Şirketlerin SBTN için ihtiyaç duyacağı veri türleri arasında satış rakamları; kaynak ve operasyonların coğrafi konumları; su kullanımı dahil olmak üzere operasyonel etkiler; belirli bir bölgedeki biyoçeşitlilik seviyesi gibi devlet düzeyinde göstergeler ve diğer sonuç bazlı veri noktaları yer alıyor. Şirketler bugün mevcut olan verilerle işe başlamalıdır.
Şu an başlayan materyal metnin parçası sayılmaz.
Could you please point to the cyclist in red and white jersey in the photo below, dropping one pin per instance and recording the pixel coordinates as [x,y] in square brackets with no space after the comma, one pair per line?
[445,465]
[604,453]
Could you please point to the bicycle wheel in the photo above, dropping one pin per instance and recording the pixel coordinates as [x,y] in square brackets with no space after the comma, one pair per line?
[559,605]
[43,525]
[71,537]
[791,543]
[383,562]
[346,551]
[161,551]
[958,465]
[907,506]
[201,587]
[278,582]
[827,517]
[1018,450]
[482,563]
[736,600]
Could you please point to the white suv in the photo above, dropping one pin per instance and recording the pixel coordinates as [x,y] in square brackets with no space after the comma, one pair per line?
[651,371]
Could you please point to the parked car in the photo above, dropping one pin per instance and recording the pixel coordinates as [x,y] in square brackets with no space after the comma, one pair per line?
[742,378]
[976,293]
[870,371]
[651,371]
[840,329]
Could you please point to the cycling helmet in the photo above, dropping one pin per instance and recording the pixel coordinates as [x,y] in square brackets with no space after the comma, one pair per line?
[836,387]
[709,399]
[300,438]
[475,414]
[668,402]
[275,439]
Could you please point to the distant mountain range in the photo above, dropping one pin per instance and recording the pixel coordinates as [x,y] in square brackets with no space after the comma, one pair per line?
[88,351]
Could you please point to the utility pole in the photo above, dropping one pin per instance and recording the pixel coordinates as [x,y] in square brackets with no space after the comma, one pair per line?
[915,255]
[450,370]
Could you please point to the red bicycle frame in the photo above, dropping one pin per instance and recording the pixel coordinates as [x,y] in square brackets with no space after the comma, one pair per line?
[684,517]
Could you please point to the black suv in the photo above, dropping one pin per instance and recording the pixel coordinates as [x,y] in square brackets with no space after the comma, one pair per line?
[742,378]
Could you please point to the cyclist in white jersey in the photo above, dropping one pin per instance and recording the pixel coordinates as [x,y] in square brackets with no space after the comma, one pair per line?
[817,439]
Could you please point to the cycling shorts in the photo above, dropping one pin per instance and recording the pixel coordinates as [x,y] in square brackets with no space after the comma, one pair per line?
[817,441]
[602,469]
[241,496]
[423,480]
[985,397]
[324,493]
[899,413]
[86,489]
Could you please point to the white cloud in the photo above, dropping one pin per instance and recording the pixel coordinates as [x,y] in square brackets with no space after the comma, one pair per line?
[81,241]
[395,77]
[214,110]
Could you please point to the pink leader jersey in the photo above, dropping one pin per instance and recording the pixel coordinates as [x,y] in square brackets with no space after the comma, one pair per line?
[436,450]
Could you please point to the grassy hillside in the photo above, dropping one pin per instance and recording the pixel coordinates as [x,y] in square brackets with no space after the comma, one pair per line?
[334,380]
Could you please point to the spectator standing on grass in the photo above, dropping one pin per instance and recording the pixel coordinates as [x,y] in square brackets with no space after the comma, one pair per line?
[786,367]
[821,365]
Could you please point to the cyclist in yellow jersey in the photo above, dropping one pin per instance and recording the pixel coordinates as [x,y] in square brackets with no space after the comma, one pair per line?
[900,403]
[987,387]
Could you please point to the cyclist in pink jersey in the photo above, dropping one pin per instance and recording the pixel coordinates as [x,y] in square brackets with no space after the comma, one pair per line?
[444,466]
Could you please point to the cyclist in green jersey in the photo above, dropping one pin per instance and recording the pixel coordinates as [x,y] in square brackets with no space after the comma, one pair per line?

Billman, “Daha fazla şirket bilime dayalı hedefler belirlemeye başladıkça, veri toplamanın önündeki engeller azalacak çünkü ihtiyaçların nerede olduğu ve teknolojik yeniliklerin bu boşlukları doldurmaya yardımcı olabileceği konusunda daha fazla netlik görmeye başlayacaksınız.” dedi.
5. Sektöre özel kılavuzluk daha sonra sağlanacak
SBTN kara ve tatlı su için kılavuz yayınladı, bunu okyanuslar ve biyoçeşitlilik takip edecek. Organizasyon şu anda bu genel konulara ilişkin kılavuzları geliştirmeye odaklanıyor ve sektöre özgü içeriği daha sonra ele alacak.
Billman, “Sektör rehberliği yoluna erken girersek parçalanma ve istenmeyen sonuçlar yaratacağımızı düşünüyorum.” dedi.